Tukur: Und dann kippt man die Nöte mit Alkohol oder Tabletten zu. Die halbe Menschheit schluckt irgendetwas, nur um dem mörderischen Druck eines Systems standzuhalten, das außer Kontrolle geraten ist. Der Film zeigt Menschen in einem Wirtschaftssystem und in Lebensumständen, die nicht mehr menschlich sind.

club!: Beklemmend sind in dem Film viele kleine Szenen, in denen Trunschka, der Headhunter, nichts mehr hinbekommt. Man fragt sich, wie der mal erfolgreich gewesen sein kann.
Tukur: Der ist nicht mehr in der Realität. Schon als der Film beginnt. Er ist außer sich, einfach nicht mehr da.

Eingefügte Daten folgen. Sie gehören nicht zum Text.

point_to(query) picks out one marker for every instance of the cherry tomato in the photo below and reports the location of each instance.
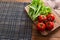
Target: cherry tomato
(49, 25)
(42, 18)
(41, 26)
(50, 17)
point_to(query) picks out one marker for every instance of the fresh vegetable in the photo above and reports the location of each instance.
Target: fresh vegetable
(36, 8)
(42, 18)
(50, 17)
(41, 26)
(49, 25)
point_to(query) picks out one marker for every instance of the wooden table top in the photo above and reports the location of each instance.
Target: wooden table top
(55, 35)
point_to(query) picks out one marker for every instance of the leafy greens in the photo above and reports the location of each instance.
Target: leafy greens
(37, 8)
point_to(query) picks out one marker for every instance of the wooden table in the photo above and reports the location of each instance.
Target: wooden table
(55, 35)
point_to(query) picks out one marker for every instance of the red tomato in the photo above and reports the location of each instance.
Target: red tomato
(50, 17)
(42, 18)
(49, 25)
(41, 26)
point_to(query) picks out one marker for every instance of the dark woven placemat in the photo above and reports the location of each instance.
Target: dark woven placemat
(14, 22)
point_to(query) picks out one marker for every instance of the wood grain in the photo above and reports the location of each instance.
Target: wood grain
(56, 24)
(15, 0)
(53, 36)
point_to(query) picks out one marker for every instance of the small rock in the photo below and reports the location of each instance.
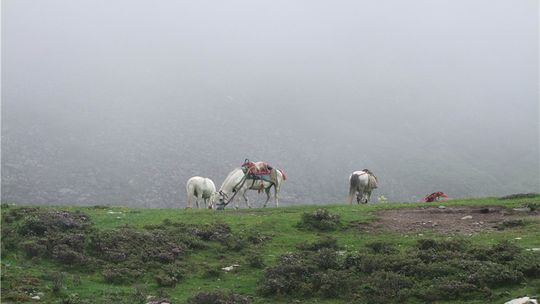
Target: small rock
(524, 300)
(230, 268)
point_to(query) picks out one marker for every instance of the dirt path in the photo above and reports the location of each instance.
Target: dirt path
(451, 219)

club!: Sie drehen Filme für Kino und Fernsehen, schreiben, machen Musik. Sie sagen auch selbst, dass Sie sich schwer damit tun, Nein zu sagen und sich oft viel zu viel aufladen – so wie Trunschka. Stimmt das?
Tukur: Ich kenne das. Natürlich. Nur ist es bei Trunschka so, dass er Dinge tut, die ihn nicht ausfüllen und unglücklich machen. Er sieht keinen Sinn mehr in seiner Tätigkeit und seinem Leben. Bei mir hingegen ist es so, dass ich im Wesentlichen glücklich bin mit dem, was ich machen darf. Und es ist zu 80 Prozent ein guter Stress.

club!: Wie begegnen Sie den restlichen 20 Prozent?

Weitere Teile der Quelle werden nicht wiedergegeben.